Perhaps it is because my sweet tooth is most active in the mornings when I crave pancakes and waffles—a Passover no-no—that I have been devising plans to get excited about the holiday rather than view it as a set of restrictions and challenges.
In the last few years, I figured out a trick to looking forward to Passover: plan all kinds of vegetable dishes you like, roast chickens, make brisket, and put matzo to good use. I like to think of matzo as a blank canvas; it can do pretty much anything you want it to—just put your mind to it. Breakfast is never dull with matzo, spread with cream cheese and topped with cucumbers and dill (or lox!). Or, you can do what I do and make this sweet and utterly delicious matzo brei with pears and dried sour cherries.

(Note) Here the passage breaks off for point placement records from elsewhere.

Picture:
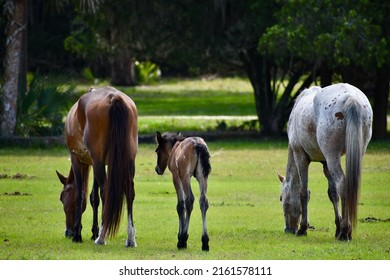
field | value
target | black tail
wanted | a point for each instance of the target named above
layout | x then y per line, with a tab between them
204	158
119	178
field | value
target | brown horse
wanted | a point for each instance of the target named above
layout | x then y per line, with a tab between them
101	129
185	157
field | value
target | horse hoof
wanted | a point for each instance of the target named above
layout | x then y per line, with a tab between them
182	245
302	232
100	242
130	243
291	231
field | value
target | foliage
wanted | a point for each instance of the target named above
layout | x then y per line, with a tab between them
342	33
147	72
42	108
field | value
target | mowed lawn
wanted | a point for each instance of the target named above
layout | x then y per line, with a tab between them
245	219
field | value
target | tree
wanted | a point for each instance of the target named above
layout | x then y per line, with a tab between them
320	39
15	65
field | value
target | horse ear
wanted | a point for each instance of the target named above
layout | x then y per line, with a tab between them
62	178
281	178
158	136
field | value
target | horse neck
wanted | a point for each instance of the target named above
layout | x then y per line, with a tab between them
292	175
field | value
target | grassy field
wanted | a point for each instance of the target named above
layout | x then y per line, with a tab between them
245	218
194	105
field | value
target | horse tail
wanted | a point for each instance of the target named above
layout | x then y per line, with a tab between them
354	154
203	158
119	166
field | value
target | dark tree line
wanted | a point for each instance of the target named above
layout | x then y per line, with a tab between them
282	46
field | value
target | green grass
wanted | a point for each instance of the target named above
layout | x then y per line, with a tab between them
221	103
245	219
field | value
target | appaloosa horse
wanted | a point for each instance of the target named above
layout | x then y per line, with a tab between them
101	129
185	157
325	124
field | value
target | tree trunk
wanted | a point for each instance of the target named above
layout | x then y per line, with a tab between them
381	101
15	12
273	113
122	71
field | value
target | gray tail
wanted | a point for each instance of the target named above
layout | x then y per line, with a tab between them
354	154
204	158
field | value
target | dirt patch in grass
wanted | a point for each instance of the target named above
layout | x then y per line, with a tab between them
374	220
15	176
16	193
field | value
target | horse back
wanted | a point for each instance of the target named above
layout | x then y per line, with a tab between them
87	124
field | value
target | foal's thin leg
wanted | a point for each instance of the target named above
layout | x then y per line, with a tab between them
333	196
302	163
99	171
182	235
78	169
204	205
130	194
337	174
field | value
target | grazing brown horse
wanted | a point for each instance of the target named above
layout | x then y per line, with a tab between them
185	157
325	124
101	129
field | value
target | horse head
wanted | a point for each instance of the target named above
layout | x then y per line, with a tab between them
68	198
291	207
165	143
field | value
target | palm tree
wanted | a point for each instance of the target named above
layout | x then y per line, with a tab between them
16	31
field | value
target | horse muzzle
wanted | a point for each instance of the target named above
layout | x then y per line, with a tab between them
159	171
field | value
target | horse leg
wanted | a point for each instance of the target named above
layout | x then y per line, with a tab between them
99	172
130	195
182	235
79	172
302	163
204	205
338	177
94	200
333	196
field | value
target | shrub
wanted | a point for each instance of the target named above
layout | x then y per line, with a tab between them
42	108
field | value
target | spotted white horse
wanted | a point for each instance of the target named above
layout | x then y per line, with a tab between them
325	124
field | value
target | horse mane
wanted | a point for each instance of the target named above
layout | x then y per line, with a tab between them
120	167
172	138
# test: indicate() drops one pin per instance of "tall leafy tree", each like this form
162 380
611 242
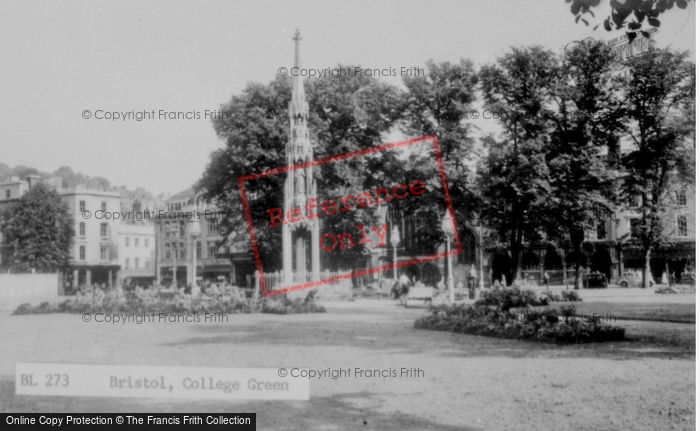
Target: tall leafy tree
587 118
345 114
37 231
439 103
659 94
514 178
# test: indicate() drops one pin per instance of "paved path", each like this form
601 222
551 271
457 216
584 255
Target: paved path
469 382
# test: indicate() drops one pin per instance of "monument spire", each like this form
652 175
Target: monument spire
298 97
300 185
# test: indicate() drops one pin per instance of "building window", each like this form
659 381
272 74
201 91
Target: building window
635 225
600 231
213 226
681 199
682 226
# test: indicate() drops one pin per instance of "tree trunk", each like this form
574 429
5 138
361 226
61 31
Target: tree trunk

You get a bite of sweet with a touch of sour—I wind up making matzo brei most of the days and I never tire of it.
About the author: Olga Massov writes a popular blog Sassy Radish where she shares food stories and spruced-up comfort foods. Her Russian heritage makes sure she always has room for herring.
- Active time: 5 minutes
- Total time:10 minutes
- 4 matzos, broken into 2-3 inch pieces
- 4 large eggs
- 1/2 teaspoon salt
- 1/3 cup sugar
- 1/3 cup ricotta
- 3 tablespoons heavy cream
- 1 pear, peeled and diced into 1/2-inch pieces
- 1/3 cup dried tart cherries
- 1/4 teaspoon cinnamon
- 1/4 cup + 2 tablespoons vegetable oil
Break matzos into 2-3 inch pieces.
Place matzos in a bowl, and cover with water. Place a plate on surface to keep matzos submerged. Let stand for 5 minutes, and drain. Return to bowl.
Whisk eggs and salt together in a small bowl. Add the sugar, ricotta and cream and mix well to combine. Add pear, cherries, cinnamon and 1/2 cup oil, and mix well to combine. Add to mazto and genlty stir until combined.
Heat remaining 2 tablespoons oil in a large skillet over medium-high heat. Spread matzo mixture evenly in skillet, pressing firmly into pan. Cook, undisturbed, for 5 minutes. Carefully flip with a spatula, 1 piece at a time. (The mixture will break into 3 or 4 pieces.) Cook until golden brown, about 5 minutes. Spoon onto serving plates. Serve hot or warm.